Italy’s mass quarantine of its population has added to the emotional strain on those infected. Family members are not allowed to ride with loved ones in ambulances, and coronavirus treatment units are closed to anyone other than doctors and patients. Some patients who are not yet in intensive care feel imprisoned in overcrowded wards.

“Take me away from here. Let me die at home. I want to see you again,” Stefano Bollani, a 55-year-old warehouse worker, texted his stay-at-home wife, Tiziana Salvi, from the pre-intensive care unit of Policlinico San Donato, where he was being treated for pneumonia after contracting the virus.

The couple have not seen each other since his wife dropped him off outside a hospital in Milan nearly two weeks ago. All she knows, she said, is that his condition has improved in recent days. “These are not the kinds of things a husband should write to a wife who is out of town and unable to see him,” she added.

Marta Manfredi chụp ảnh trong lễ tốt nghiệp cùng người bà Ileana Scarpanti và ông Alfredo Visioli. Ông đã qua đời ở tuổi 83 do mắc Covid-19 sau khi bác sỹ quyết định không đặt nội khí quản. Ảnh: Reuters
Marta Manfredi poses for a photo at her graduation ceremony with her grandmother Ileana Scarpanti and Alfredo Visioli, who died at the age of 83 from Covid-19 after doctors decided not to intubate him. Photo: Reuters

And some older patients resisted going to hospital. Carlo Bertolini, a 76-year-old agronomist in Cremona known locally for his detailed histories of the town’s former vineyards and taverns, was initially reluctant to seek help, according to his daughter.

Bertolini, who lived alone, began feeling ill in early March. His best friend eventually called an ambulance to take him to the town hospital. Speaking to his daughter by phone from the hospital, he described the sheer number of patients and the cacophony of sounds in the ward. “I felt like I was in a war,” he said, according to his daughter, Mara Bertolini.

Carlo was then transferred to the intensive care unit of a larger hospital in Milan. Mara and her sister were allowed to visit him in protective gear – masks, gloves, white gowns – to see him through the glass doors of the ICU. “They told us he was the most critical case in the ICU,” she said.

“Stay home”

Former military doctor Resta said the situation in Lombardy felt worse than the 1999 war in Kosovo, where he served in an air rescue team flying patients from Albania to Italy.

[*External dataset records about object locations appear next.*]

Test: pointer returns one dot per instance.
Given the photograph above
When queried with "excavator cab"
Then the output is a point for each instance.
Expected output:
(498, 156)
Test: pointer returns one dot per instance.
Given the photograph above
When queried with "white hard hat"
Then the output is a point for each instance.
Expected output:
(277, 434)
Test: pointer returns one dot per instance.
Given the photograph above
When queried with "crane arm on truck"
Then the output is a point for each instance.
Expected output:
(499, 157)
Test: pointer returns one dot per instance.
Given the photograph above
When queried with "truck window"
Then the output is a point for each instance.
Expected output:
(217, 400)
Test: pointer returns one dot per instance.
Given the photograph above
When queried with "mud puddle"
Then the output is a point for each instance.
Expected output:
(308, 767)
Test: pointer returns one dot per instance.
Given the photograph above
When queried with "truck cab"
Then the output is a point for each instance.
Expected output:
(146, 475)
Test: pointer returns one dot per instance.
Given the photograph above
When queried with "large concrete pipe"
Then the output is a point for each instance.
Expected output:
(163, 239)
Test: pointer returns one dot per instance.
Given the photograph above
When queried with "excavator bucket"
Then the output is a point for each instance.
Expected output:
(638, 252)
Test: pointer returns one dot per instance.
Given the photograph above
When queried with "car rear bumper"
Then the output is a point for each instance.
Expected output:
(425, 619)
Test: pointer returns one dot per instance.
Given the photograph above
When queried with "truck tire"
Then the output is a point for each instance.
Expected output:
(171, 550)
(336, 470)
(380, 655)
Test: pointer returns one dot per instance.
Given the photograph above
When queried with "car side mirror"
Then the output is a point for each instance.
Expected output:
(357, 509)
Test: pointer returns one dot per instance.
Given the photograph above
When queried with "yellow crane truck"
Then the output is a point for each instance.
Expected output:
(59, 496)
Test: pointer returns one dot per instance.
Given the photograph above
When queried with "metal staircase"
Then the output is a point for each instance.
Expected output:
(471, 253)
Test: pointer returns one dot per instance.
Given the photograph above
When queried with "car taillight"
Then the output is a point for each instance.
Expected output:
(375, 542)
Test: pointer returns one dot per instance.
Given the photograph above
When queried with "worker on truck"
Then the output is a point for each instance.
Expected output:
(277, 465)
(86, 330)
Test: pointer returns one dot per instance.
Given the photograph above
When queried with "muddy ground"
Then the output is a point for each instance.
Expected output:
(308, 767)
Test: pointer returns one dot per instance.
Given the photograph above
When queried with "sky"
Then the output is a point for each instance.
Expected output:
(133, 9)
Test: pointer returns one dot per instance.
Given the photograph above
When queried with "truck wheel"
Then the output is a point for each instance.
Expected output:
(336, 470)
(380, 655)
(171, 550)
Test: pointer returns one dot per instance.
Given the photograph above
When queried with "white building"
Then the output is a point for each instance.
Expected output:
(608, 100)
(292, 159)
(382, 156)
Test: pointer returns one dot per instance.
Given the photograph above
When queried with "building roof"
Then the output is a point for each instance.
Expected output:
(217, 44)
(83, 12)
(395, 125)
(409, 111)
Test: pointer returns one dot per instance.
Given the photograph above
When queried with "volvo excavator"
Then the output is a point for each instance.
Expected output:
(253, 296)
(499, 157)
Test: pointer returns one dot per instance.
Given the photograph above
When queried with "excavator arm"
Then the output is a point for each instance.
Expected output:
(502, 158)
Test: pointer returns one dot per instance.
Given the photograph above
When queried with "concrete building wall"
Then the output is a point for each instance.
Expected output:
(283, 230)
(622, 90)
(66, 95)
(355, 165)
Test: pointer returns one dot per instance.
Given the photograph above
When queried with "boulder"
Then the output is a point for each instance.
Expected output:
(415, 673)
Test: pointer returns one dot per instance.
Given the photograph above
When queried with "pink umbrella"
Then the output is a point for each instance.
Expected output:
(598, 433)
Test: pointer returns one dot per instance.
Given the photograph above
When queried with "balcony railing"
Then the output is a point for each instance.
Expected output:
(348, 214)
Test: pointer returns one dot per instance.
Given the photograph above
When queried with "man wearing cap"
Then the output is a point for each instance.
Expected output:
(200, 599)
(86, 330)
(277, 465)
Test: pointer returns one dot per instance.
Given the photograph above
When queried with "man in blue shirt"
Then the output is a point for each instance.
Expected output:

Bệnh viện Policlinico San Donato tại Milan, Italy. Ảnh: Reuters
Policlinico San Donato Hospital in Milan, Italy. Photo: Reuters

He said that whenever a coronavirus patient is admitted to the hospital where he works, staff will write an email to their relatives, assuring them that their loved ones will be treated “like family.” He said the hospital is working to activate a video call system so patients can see their loved ones during a 1 p.m. call.

A doctor, not a relative, is often the last person a dying Covid-19 patient sees. Loved ones are often prevented from even approaching the coffin for fear of catching the virus.

The last Mara Bertolini heard of her father Carlo, a wine historian, was when someone from the morgue called another family member to say they had received his body. She said she had no resentment toward the doctors who worked so hard.

What haunted her most about her father’s condition last week was the look on the doctor’s face when she saw him. “I couldn’t tell if it was worry or sadness. All he said to us was, ‘Stay home,’” she recalled./.